The Hotel de Rome is also Joe Cocker’s chosen port of call, indicating that the 68-year-old once known as the Sheffield Soul Shouter is no longer on his uppers. Virtually bankrupt in the mid-70s, he is now almost establishment: he’s got an OBE, he’s sung for the Queen, his interview suite is laid out with expensive chocolates and current craze macaroons. Luxury you can afford, Joe? 

“Ha! Yes. Very good. The title of my only album for Warners, 1978. They sued me because it sold 300,000 copies! I’ve just got the rights back to that and my Sheffield Steel record, which is quite handy. I can’t get hold of my first three A&M albums, though, the ones that made the real money.” 

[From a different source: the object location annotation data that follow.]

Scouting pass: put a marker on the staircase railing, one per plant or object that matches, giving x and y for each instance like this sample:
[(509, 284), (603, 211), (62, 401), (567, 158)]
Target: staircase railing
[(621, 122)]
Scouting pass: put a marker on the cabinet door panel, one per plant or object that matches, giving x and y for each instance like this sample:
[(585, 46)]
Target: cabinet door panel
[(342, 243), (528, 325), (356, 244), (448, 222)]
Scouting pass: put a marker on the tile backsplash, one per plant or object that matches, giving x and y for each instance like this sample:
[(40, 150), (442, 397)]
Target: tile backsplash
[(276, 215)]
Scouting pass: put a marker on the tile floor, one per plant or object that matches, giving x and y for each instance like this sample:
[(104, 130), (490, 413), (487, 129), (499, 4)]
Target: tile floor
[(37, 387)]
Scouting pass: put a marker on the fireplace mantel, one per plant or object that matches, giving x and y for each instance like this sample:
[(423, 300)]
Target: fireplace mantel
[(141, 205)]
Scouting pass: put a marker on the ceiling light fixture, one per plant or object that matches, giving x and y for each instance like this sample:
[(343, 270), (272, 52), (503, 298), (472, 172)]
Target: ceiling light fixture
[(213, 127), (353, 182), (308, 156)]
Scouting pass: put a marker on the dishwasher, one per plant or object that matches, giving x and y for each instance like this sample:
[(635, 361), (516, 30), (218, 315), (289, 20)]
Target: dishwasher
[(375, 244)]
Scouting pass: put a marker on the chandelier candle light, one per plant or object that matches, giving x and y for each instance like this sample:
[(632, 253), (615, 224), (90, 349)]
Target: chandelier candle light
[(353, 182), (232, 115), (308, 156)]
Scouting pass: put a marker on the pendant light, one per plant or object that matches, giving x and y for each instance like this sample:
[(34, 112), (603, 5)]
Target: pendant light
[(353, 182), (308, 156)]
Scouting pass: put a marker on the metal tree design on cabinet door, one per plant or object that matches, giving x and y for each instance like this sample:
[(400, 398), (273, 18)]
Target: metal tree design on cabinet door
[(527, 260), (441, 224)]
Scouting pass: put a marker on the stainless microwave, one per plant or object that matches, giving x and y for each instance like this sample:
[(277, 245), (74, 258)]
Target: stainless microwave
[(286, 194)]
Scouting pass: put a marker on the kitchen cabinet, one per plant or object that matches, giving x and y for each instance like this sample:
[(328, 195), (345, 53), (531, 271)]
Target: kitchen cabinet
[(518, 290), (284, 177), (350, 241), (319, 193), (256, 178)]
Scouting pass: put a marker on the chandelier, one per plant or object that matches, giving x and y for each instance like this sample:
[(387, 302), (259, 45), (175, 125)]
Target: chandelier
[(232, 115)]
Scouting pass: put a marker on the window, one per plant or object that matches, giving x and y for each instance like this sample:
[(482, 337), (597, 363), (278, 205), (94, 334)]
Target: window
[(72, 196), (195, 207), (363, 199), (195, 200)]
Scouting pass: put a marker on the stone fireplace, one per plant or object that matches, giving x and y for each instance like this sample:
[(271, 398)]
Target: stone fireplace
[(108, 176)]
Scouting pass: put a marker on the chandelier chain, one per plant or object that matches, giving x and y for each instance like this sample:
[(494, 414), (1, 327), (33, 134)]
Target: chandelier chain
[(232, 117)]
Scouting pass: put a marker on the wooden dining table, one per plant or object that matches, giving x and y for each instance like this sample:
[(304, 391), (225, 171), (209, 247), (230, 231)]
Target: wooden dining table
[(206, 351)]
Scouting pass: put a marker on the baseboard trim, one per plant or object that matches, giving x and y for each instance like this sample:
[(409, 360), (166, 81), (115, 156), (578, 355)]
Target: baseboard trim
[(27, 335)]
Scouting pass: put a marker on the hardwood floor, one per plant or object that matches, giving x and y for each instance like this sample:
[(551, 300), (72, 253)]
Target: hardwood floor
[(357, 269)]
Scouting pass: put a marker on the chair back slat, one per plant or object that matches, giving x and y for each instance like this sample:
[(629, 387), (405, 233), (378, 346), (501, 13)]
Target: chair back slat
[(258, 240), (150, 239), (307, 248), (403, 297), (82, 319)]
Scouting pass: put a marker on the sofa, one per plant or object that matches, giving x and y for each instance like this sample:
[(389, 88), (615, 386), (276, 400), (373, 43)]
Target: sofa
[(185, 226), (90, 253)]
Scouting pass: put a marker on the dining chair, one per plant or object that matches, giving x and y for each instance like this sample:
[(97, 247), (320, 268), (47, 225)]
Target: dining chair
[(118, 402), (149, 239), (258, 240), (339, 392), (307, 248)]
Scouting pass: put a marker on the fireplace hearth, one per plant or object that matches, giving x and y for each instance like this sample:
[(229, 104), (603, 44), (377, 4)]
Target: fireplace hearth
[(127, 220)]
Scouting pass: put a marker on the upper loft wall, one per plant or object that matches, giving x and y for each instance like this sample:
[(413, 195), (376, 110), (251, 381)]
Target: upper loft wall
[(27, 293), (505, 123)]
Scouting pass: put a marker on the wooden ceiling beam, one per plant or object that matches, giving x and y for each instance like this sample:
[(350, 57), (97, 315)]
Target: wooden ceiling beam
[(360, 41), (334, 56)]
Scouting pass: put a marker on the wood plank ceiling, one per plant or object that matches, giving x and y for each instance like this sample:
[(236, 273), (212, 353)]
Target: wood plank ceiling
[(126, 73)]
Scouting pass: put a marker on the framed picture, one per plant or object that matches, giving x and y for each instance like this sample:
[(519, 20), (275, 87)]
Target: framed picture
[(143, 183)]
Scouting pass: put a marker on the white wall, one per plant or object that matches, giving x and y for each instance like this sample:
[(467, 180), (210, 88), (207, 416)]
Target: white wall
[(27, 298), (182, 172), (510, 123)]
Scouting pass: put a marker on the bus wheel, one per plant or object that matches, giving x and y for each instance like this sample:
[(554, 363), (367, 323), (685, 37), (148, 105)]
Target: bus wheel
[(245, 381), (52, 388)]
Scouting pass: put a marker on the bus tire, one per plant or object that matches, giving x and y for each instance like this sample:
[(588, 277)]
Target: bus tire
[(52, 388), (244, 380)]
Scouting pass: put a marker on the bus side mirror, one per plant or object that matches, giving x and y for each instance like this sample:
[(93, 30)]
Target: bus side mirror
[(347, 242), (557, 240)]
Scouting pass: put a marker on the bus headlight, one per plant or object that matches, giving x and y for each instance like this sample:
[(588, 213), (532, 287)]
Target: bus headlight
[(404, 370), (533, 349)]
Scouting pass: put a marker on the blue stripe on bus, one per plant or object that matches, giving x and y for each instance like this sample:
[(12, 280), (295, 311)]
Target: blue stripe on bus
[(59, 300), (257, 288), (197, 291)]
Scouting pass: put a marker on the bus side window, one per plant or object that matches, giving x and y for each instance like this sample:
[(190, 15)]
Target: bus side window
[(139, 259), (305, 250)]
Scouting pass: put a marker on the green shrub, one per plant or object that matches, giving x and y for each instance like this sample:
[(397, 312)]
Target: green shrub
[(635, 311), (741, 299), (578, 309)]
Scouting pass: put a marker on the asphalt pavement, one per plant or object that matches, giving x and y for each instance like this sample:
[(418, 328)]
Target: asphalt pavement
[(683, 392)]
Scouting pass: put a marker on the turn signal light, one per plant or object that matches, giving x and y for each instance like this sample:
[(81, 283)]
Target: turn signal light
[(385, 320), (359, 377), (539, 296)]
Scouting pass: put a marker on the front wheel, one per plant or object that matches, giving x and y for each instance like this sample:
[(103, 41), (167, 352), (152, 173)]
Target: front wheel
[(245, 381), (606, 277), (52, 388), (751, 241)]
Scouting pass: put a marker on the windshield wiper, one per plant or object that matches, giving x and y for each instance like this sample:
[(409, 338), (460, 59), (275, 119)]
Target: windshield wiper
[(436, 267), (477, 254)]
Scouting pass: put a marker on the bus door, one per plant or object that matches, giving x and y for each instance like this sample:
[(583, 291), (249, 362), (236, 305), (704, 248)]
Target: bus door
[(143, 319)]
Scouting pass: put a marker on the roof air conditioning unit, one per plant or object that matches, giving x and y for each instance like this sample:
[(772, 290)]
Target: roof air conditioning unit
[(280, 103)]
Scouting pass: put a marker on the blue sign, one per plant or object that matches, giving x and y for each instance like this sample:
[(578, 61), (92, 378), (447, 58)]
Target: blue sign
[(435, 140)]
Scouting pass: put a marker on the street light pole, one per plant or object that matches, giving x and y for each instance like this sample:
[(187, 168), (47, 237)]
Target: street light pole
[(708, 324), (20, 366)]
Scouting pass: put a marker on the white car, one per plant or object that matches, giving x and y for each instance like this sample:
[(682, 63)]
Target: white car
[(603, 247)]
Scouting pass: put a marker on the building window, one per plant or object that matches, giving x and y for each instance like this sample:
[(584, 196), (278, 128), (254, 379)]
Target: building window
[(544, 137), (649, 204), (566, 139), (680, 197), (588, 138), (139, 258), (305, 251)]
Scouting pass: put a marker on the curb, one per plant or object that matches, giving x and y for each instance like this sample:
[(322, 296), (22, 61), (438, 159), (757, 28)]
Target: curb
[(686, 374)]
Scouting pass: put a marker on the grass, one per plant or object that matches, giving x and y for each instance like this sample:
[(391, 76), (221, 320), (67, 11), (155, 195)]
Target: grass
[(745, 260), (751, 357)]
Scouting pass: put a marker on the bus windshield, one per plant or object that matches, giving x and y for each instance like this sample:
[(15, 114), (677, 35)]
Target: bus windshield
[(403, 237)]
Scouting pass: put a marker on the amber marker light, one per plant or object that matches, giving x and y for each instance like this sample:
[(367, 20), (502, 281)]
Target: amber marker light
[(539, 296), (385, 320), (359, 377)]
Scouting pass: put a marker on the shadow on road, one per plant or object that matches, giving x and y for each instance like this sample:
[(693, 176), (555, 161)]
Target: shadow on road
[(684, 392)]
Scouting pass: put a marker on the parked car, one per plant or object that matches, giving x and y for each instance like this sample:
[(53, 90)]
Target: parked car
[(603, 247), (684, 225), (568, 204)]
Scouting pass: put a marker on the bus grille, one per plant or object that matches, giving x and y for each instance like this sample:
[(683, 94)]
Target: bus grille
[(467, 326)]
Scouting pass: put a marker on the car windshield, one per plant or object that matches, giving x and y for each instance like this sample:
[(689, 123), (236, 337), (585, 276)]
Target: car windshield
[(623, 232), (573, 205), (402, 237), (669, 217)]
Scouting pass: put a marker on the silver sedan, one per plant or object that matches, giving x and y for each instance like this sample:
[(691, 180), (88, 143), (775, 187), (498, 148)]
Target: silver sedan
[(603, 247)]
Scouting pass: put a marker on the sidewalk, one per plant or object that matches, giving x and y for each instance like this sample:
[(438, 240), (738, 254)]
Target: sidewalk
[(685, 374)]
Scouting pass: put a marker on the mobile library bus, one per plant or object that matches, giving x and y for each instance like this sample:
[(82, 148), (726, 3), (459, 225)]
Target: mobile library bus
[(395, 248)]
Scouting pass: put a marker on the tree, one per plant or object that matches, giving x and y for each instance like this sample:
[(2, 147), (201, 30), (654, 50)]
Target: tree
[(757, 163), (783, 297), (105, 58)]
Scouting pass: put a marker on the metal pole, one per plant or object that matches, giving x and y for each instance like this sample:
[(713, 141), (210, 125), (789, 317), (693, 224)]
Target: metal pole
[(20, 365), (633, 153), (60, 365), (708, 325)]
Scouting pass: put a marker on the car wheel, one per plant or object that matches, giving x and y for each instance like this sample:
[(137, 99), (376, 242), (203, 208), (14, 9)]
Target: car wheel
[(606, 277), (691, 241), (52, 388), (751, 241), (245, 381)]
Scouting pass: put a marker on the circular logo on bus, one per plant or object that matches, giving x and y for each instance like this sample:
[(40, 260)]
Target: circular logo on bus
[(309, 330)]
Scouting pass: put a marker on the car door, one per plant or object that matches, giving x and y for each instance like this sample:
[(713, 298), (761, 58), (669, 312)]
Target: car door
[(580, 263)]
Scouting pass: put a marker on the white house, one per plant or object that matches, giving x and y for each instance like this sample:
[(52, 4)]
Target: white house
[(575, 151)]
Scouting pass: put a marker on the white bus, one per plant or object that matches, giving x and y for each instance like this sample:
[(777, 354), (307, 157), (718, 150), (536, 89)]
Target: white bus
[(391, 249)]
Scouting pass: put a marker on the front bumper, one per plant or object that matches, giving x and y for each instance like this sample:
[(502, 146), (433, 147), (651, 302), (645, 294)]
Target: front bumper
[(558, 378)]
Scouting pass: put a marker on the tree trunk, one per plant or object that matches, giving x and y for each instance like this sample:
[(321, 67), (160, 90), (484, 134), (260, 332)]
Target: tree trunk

These days Joe, who is stocky and exceptionally pleasant, lives on his Mad Dog ranch in Colorado, where he used to graze Watusi cattle but now sticks to growing tomatoes. Gratifyingly, he’s still got his Yorkshire accent, and he still follows Sheffield United, The Blades. 

“Aye, the old Northern bit. I suppose my journey from 16-year-old gas fitter to today is a bit staggering. On my last trip to Australia, some old cat said: ‘You’ve led a life.’ Not a good one, mind. Not even a bad one. Just a life. Looking back, if I hadn’t made it I doubt I’d have stayed as a gas fitter. I’d still be singing in pubs and wondering what might have been.” 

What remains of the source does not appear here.